The North Tyneside Art Studio provides studio space and the support of professional artists for a number of people with mental health or addiction problems. Its ethos is that by encouraging the creativity, self expression, personal development and artistic enterprise of its users they will be able to attain a fuller life experience and play an active part in the cultural enrichment of their community. As part of an Arts Council funded pilot project an SROI analysis was undertaken exploring the benefits accruing to a range of the organisation’s stakeholders, including studio users, their families and carers, staff, professional practitioners and statutory agencies.

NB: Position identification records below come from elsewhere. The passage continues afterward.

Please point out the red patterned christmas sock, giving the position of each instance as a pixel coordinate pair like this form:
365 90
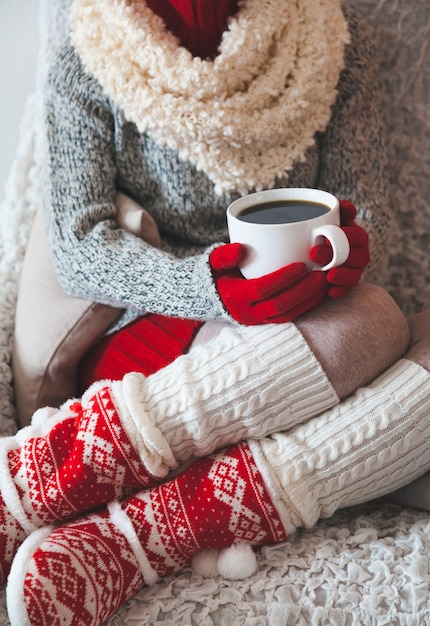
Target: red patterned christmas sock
79 458
85 570
145 346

The SROI report represented a key feature of the Studio’s bid to the Northern Rock Foundation. Using it to demonstrate the value that they were creating helped secure significant funding for the next two and half years. Reflecting on their experience of taking part in the SROI study the centre manager acknowledges that the process was an important factor in helping the organisation understand its outcomes, rather than relying just on output figures to tell its story. However, work would need to be done to make the methods of data collection and analysis more user-friendly in order to truly embed the SROI model as a performance management tool that the organisation could use by itself.

The SROI ratio presented in this analysis is 1: 1.19, which suggests that for every £1.00 invested in the organisation, £1.19 of social value is created for its stakeholders in the year of that investment. For an organisation like North Tyneside Art Studio that is creating benefits for stakeholders that have value lasting beyond the year of the investment (and therefore beyond the initial intervention) the value of benefits needs to be added up for a number of subsequent years, after which the value attributable to NTAS is deemed to “drop-off”. For this study we illustrate this by estimating that the accrued value of benefits to the stakeholders lasts for at least three years. Combining the added value over these three years increases the SROI ratio to 1: 2.81, suggesting that for every £1 invested in the organization in a given year,£2.96 of social value is created.     

Barangaroo  

Barangaroo is the 22 hectare Sydney waterfront site that is to be the showcase for social and environmental sustainable redevelopment and regeneration in Australia. At the heart of the multibillion dollar development are four key sustainability goals: community well-being, carbon-neutral, water positive and zero waste. To assist the Barangaroo Delivery Authority (BDA) in their development bid evaluations, the final two consortia were required to submit social return on investment analyses of their respective sustainability offers. nef consulting advised the Barangaroo Delivery Authority on the respective analyses and contributed to the final recommendations provided by the BDA to the state government. 
  

Enterprising Coventry

Coventry City Council contracted nef consulting in the final quarter of 2008 to deliver forecast Social Return on Investment analyses on two parts of their LEGI (Local Enterprise Growth Initiative) regeneration programme. These SROI analyses helped inform the restructuring of the programme during the first quarter of 2009 as well as showing Coventry City Council the need to more accurately measure outcomes. During 2009, nef consulting continued their work with Coventry City Council to develop detailed social outcomes measurement tools, provide training to staff and to create an SROI model to embed in their monitoring and evaluation processes for on-going use by the council.